A manhã acordou debaixo de chuva.
Mal se via o céu. Nuvens cinzentas tapavam a boca do sol.
Chovia destemperadamente desde o mês passado. A chuva caia sem parar.
Um calorão dava as mãos à chuvarada. Dormir só de ar condicionado ligado ou com o ventilador esparramando o calor.
Mesmo assim Vinicius não conseguia fechar os olhos. A última vez que conseguiu dormir sossegado nem se lembra mais. A insônia era sua companheira. Ele dormia só com seus pensamentos. Sonhava, de vez em quando, que estava numa ilha deserta. Debaixo de um coqueiral, deitado a sombra de um deles.
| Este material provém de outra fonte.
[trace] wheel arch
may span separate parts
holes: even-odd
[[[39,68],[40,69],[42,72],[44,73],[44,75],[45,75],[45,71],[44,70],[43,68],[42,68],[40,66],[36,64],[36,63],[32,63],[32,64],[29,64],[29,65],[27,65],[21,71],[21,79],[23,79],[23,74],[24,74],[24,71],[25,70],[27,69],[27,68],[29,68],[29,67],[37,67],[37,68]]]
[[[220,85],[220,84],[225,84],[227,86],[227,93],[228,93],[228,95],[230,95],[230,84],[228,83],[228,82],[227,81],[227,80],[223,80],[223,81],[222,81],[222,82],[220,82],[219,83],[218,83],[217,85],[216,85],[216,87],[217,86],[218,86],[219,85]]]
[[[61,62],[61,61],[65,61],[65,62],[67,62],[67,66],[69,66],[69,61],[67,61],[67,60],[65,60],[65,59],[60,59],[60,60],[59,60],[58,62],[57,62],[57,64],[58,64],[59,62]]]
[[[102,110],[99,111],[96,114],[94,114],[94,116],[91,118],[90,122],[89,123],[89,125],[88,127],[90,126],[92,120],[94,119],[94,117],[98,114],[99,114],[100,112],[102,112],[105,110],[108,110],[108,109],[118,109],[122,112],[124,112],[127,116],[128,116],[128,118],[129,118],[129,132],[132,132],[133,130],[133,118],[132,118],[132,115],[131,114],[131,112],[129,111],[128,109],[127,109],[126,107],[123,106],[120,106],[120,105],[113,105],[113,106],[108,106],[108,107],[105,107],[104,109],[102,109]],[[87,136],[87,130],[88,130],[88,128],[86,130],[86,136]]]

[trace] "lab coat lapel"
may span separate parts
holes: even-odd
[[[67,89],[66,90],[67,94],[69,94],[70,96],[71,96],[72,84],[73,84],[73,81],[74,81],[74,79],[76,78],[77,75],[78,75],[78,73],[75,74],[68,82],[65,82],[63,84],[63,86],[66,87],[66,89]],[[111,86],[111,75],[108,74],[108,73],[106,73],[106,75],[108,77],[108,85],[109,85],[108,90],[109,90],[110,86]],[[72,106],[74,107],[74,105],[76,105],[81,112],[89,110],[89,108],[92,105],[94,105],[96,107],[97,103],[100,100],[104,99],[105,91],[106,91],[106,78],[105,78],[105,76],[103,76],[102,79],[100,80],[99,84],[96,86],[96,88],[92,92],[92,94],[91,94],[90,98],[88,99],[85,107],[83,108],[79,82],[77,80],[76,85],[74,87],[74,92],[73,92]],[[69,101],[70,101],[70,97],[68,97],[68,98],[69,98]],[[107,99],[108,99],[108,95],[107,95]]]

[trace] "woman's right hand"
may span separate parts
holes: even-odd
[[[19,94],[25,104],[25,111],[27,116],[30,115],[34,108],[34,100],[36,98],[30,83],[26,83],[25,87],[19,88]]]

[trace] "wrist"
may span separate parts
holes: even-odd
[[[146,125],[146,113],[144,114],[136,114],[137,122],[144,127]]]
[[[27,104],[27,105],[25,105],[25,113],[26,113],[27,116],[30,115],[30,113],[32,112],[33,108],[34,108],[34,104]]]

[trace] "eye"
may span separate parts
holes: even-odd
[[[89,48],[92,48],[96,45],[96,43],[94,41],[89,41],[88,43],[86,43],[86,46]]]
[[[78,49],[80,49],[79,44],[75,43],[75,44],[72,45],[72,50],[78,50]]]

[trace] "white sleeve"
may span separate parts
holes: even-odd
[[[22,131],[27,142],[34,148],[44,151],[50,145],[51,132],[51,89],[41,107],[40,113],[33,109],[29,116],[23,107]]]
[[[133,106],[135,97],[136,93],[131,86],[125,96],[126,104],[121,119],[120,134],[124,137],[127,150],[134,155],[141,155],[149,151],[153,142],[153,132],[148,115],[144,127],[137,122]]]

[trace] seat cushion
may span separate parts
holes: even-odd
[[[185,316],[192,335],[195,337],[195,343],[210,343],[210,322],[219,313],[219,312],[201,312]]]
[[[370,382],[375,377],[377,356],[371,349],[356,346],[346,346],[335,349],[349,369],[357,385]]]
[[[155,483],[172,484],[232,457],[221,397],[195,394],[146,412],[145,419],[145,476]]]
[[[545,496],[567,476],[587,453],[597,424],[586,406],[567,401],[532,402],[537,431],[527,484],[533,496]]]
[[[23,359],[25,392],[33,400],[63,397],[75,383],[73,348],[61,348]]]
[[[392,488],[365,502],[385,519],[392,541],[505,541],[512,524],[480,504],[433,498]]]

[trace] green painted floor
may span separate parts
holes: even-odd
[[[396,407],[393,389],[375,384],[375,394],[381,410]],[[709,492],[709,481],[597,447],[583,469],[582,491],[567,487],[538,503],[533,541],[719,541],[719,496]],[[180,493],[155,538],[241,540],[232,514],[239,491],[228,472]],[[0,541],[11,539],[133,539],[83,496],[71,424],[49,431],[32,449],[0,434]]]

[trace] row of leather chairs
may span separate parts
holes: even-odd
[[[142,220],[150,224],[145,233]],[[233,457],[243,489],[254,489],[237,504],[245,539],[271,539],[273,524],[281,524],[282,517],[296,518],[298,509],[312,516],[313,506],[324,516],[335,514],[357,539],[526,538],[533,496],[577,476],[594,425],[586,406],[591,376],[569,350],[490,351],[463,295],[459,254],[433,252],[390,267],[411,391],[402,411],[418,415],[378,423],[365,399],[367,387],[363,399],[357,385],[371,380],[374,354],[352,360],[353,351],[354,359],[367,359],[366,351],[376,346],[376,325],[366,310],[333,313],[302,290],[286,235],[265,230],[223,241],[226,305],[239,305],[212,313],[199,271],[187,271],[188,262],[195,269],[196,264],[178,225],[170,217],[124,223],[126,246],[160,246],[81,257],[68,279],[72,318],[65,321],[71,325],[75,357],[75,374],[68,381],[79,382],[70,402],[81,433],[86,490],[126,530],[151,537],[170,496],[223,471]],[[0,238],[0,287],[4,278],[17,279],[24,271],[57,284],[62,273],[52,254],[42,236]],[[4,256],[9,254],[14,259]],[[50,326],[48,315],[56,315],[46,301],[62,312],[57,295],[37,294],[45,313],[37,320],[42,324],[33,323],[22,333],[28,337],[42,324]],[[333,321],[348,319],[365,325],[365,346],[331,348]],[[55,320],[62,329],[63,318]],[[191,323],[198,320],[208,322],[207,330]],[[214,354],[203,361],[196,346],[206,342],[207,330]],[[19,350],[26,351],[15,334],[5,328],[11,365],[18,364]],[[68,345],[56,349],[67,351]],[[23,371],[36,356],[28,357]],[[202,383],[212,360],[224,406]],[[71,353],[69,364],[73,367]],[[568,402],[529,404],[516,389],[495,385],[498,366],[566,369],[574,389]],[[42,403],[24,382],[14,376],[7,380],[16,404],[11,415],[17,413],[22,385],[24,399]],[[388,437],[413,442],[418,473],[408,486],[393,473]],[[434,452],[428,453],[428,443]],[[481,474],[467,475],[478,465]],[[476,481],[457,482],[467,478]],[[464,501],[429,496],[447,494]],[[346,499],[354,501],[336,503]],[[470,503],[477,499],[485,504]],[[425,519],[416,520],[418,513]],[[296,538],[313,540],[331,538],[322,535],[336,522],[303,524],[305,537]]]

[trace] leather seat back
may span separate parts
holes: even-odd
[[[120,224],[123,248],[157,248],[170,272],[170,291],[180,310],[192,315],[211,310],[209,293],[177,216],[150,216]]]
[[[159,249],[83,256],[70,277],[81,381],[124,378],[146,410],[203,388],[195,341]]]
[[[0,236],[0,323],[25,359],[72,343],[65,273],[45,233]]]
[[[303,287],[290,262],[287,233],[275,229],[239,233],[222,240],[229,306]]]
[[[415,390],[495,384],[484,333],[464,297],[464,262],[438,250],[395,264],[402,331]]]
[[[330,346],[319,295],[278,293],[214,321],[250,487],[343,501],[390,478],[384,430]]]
E um coco geladinho caia. Permitindo que ele tomasse aquela água de coco. Um liquido refrescante que atenuasse o calor.
Vinicius passou os últimos anos desempregado. Não que fosse um folgado. Não teve chances de completar os estudos. Parou no meio do segundo grau.
Nascido de uma família desestruturada. Pais em constantes desavenças. Mãe alcoólatra e pai traficante. O menino Vinicius só não seguiu o mesmo caminho por ter tido a sorte de morar na casa de uma avozinha.
Ela lhe dava bons conselhos. Recomendava que estudasse. “O trabalho só dignifica o homem”. Dizia ela recheada de sabedoria.
Bem que o jovem Vinicius tentava. Mas portas se fechavam para ele. Diziam, quando ia em busca de emprego: “volte noutro dia. A vaga foi ocupada”.
E o rapaz persistia. Até que tentou estudar mais um pouco. Mas o pouco não era o bastante.
E assim passavam os dias. O moço, de boa índole, via o tempo passar.
Até que num final de semana. Quando saiu à rua na intenção de procurar emprego. Num cruzamento perigoso da cidade acontecia um assalto a mão armada. Não teve como escapar daquele ato tresloucado. Foi confundido com um assaltante. Não portava documentos de identidade. Deram-lhe voz de prisão sem culpa no cartório. Foi trancafiado numa cela ao lado de verdadeiros marginais. Ali passou um mês inteiro até que lhe provassem a inocência.
Foi solto num sábado ensolarado. Uma angústia imensa inundava-lhe a alma já sofrida de tantos embates da vida.
A insônia era a única companhia nos seus vinte e poucos anos. Não mais tinha família. Nem um só amigo com quem pudesse desabafar.
Vivia a olhar pro céu tentando ver o sol por entre nuvens cinzentas. De nada adiantava tomar medicamentos para tentar dormir.
Desempregado, sem renda fixa, Vinicius mendigava. Postado a porta de um banco estendia as mãos aos passantes. Muitos viravam-lhe a cara. Outros deixavam em suas mãos moedas sem nenhum valor.
E ele passava fome. Sem morada fixa escondia-se debaixo de um viaduto. Uma vida sem perspectivas de um futuro melhor.
E ele perambulava a esmo pela cidade. Andrajoso, desgostoso com tudo e com todos. Um ser pensante que só pensava coisas ruins.
Aos quase trintanos, prestes a colher mais um ano. Vinicius subiu num prédio de cinquenta andares.
Que vista linda lá do alto. Quase se podia tocar as nuvens. Naquela noite o céu estava cheio de estrelas.
Foi quando Vinicius teve uma idéia. Das tantas que lhe martelavam os pensamentos.
Por que não subir aos céus? Quem sabe lá iria se tornar mais uma estrela?
Num ato insano fechou os olhos e se atirou lá de cima.
A queda foi rápida como um raio.
Enfim teve fim seu desespero. Não sei se ele subiu aos céus. Ou se tornou mais uma estrela.
Mas que pode terminar assim uma vida que se vai. Das tantas que temos noticia sem causa definida.